ふたご座
反逆と倦怠
予期された懐柔
今週のふたご座は、村上春樹の「パン屋襲撃」のごとし。あるいは、労働ではなく純粋な反逆を企てていこうとするような星回り。
腹を空かした「僕」と相棒がパン屋を襲撃しようとする。その本質はどこにあったのか。後に書かれた続編作品において、なぜ、ぱっとしないパン屋を選んだのかと妻に聞かれた「僕」は、次のように答えています。
「自分たちの飢えを充たしてくれるだけの量のパンを求めていたんであって、何も金を盗ろうとしていたわけじゃない。我々は襲撃者であって、強盗ではなかった」
けれど、襲撃は「成功したとも言えるし、しなかったともいえる」結果で終わります。僕と相棒は「パンを好きなだけ手に入れることができた」が、「強奪しようとする前に、パン屋の主人がそれをくれた」。
「もしパン屋の主人がそのとき」「皿を洗うことやウィンドウを磨くことを要求していたら」断固拒否してあっさり強奪していただろうが、パン屋の主人は「ただ単にワグナーのLPを聴き通すことだけを求め」、この提案に僕と相棒は「すっかり混乱して」しまい、それは彼らにとって「まるで呪い」のようなものとなって降りかかり、その後に「ちょっとしたことがあって」彼らは別れ、二度とパン屋を襲撃することもなかったのでした。
この小説の時代設定は70年代頭、強奪の代わりに労働による等価交換へと若者の興味が移っていった社会の中で、あえて彼らは強奪を試みながら、「社会」の側に一枚上手の対応をされて懐柔されてしまったのだとも、あえてそこに身を委ねたのだとも言えます。
19日(水)に太陽がふたご座から数えて「社会において期待されている役割」を意味する10番目のうお座へと移っていく今週のあなたもまた、ひとりの「僕」としていかに社会や時代が突きつける問いに返答していくべきか、一つの選択を迫られていくことでしょう。
「自主的隷従」を前にして
一時的な安寧を得るために、個の力ではどうしても抗いがたい力の犠牲となって、搾取される。誰かに操られるままになる。しかも、自分から進んでそうすることに慣れていく。
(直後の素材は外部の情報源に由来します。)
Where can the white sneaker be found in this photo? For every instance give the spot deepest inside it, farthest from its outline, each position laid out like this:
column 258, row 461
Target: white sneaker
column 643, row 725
16世紀の早熟の天才思想家ラ・ボエシはそんな人間の性質を「自主的隷従」と呼びましたが、これは、むしろ現代において顕著に見られる傾向にあるように思います。
ただ一方で、人間にはひとつの状態が長く続き、極まると「飽きる」、そして真逆の状態へと反転するという性質もあるようです。
その意味で今週のふたご座のテーマは、よりつまらない選択の連続に「飽きる」ことにあるのだ、という風にも言い換えられるかも知れません。